По понятным причинам больше всего места в «Повести о жизни» отведено Киеву: детство – отрочество – юность. Здесь жили родители и сестра, братья, сюда он вернулся в разгар Гражданской войны, чтобы послужить в караульном полку армии Скоропадского и удрать при первой возможности на юг.
Родной город Паустовский, равно как и его земляк и почти ровесник по Первой, имени Александра Первого Благословенного, мужской гимназии, Михаил Булгаков, описывает сдержанно, почти газетно. При этом как настоящий мастер слова дает картинку, по которой мы можем судить о том, каким был Киев начала двадцатого века.
Вот, к примеру, зримая прогулка:
«Я свернул по Глубочице на Подол. Холодные сапожники стучали молотками по старым подошвам. Молотки высекали из кожи струйки пыли. Мальчишки били из рогаток по воробьям. На дрогах везли муку. Она сыпалась на мостовую из дырявых мешков. Во дворах женщины развешивали цветное белье.
День был ветреный. Ветер вздувал над Подолом мусор. Высоко на холме подымался над городом Андреевский собор с серебряными куполами – нарядное творение Растрелли. Красные картуши колонн могуче изгибались».
Или вот такой карандашный набросок:
«Пыль дымилась над Сенным базаром. Над скучной Львовской улицей плыли одинаковые круглые облака. Едко пахло конским навозом. Седая лошаденка тащила телегу с мешками угля. Измазанный углем человек шел рядом и уныло кричал:
– Уголля надо?»
* * *Заметим, что украинской речи до самого описания Киева в Гражданской войне тут не обнаружить. А помните, Панас, Леонида Киселева. Вы ведь киевлянин, по глазам вижу, что помните:
Я позабуду все обиды,
И вдруг напомнят песню мне
На милом и полузабытом,
На украинском языке.
– К чему вы это?
– К тому, что украинцы были у Паустовского, и мова была, но он ее относил к фольклору и этнографии, рупь за сто.
Панас отвернулся к окну, за которым ярились волны Черного моря:
– Вы лучше продолжайте, знаете, что нам лучше не распространяться на эту тему.
– Ладно, проехали.
* * *У многих исследователей жизни и творчества Паустовского сложилось стойкой убеждение, что самым любимым городом его молодых лет была Одесса. И хотя в Южной Пальмире Константин Георгиевич провел не самые спокойные годы (1919–1921), она вышла на страницах его книг невероятно солнечной, уютной, философической и снисходительной к человеческим слабостям.
Паустовский не был «человеком длинной воли», но упрям, везуч, находчив, образован.

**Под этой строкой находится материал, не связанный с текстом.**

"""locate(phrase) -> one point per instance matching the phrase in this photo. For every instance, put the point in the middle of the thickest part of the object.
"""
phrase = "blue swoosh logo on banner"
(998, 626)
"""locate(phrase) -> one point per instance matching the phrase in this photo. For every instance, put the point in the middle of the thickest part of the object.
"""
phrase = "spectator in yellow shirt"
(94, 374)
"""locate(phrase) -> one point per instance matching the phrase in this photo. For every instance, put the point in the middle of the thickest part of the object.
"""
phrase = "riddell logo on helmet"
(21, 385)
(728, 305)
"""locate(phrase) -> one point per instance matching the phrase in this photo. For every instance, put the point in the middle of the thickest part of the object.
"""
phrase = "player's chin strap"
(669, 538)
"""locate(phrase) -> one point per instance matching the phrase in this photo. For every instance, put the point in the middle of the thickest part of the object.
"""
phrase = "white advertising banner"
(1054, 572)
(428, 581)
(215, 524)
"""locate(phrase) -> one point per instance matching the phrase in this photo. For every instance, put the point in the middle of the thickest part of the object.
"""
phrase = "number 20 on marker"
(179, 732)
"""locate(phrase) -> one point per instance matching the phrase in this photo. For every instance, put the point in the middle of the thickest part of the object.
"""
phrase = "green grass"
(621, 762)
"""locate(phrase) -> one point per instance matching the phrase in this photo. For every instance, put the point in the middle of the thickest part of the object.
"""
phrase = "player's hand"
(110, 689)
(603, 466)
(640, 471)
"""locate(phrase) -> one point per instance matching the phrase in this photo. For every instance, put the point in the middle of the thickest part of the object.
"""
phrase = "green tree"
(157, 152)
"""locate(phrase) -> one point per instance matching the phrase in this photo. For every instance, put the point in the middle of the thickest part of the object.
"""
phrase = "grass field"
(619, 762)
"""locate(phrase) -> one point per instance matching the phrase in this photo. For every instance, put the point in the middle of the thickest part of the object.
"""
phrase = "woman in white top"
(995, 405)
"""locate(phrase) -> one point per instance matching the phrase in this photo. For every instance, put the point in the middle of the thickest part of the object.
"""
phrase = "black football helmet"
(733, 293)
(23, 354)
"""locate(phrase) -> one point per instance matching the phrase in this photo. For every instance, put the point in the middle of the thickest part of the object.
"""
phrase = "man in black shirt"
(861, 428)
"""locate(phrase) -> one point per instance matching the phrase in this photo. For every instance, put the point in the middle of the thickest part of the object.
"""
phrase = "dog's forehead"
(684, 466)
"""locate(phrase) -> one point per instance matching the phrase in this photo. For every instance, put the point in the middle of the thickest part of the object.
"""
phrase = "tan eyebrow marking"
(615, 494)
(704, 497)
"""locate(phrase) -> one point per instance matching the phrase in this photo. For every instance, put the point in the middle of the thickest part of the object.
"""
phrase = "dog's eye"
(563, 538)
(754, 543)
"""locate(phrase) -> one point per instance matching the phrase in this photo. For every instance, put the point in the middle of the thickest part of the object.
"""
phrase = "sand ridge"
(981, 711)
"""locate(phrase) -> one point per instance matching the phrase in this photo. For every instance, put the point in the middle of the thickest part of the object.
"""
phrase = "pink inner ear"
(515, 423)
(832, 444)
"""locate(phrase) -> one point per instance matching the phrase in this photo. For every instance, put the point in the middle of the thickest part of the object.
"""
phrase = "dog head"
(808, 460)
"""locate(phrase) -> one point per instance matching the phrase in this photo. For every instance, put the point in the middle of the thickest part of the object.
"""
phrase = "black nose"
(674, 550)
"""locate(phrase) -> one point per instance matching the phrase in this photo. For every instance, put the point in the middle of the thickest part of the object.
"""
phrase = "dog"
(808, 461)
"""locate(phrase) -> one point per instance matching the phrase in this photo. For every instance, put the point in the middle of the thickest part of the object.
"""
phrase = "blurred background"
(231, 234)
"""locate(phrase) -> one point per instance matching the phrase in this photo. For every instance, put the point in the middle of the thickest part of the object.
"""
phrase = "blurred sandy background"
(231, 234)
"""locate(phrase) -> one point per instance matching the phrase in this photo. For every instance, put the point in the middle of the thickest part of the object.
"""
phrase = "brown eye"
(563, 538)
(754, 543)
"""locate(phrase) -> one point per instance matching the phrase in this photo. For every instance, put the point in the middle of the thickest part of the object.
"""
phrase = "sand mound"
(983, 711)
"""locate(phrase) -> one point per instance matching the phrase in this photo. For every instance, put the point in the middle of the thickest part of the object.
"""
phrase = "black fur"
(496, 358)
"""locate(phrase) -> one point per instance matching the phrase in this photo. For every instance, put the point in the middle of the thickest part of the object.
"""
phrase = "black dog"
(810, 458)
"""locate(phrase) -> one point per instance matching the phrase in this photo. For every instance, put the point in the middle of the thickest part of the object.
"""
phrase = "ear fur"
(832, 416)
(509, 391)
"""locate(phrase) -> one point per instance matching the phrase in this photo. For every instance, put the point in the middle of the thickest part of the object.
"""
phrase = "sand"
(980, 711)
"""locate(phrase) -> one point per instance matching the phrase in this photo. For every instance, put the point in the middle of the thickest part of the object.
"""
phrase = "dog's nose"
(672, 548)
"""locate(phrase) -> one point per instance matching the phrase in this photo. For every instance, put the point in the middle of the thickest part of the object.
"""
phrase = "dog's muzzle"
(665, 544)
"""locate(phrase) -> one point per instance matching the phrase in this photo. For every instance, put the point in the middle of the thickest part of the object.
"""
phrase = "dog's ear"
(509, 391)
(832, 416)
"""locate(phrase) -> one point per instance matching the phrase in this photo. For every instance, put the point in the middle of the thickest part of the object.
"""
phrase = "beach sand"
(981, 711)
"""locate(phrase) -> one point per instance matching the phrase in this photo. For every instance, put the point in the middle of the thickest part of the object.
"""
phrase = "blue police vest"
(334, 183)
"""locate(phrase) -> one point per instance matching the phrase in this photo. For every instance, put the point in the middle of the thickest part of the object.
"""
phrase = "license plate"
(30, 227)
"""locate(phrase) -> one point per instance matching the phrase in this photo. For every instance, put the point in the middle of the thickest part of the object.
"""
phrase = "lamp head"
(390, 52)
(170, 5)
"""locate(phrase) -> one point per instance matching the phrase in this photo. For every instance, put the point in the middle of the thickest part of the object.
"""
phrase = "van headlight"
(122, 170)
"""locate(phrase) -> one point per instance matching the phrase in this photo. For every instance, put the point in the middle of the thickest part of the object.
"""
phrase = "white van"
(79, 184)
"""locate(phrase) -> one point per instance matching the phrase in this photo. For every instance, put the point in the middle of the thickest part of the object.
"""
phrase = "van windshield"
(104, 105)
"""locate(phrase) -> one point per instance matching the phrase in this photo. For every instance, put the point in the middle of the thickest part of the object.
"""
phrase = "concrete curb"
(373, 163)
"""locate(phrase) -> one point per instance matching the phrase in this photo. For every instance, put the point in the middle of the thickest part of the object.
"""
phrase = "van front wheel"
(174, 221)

Похоже, та Одесса (от нее мало что осталось в наши дни) любила этого невысокого и лобастого человека. И он платил ей пламенной любовью.
Описания одесской жизни времен Первой мировой и Гражданской войн – одни из самых приятных страниц в его рассказах «за жизнь». Иногда просто верится, что писал коренной одессит. Вот, например, начало рассказа «О фиринке, водопроводе и мелких опасностях»:
«Фиринка – маленькая, с английскую булавку, черноморская рыбка – продавалась всегда свежей по той причине, что никакой другой рыбы не было, и вся Одесса ела (или, говоря деликатно, по-южному, “кушала”) эту ничтожную рыбку. Но иногда даже фиринки не хватало.
Ели ее или сырую, чуть присоленную, или мелко рубили и жарили из нее котлеты. Котлеты эти можно было есть только в состоянии отчаяния или, как говорили одесситы, “с гарниром из слез”».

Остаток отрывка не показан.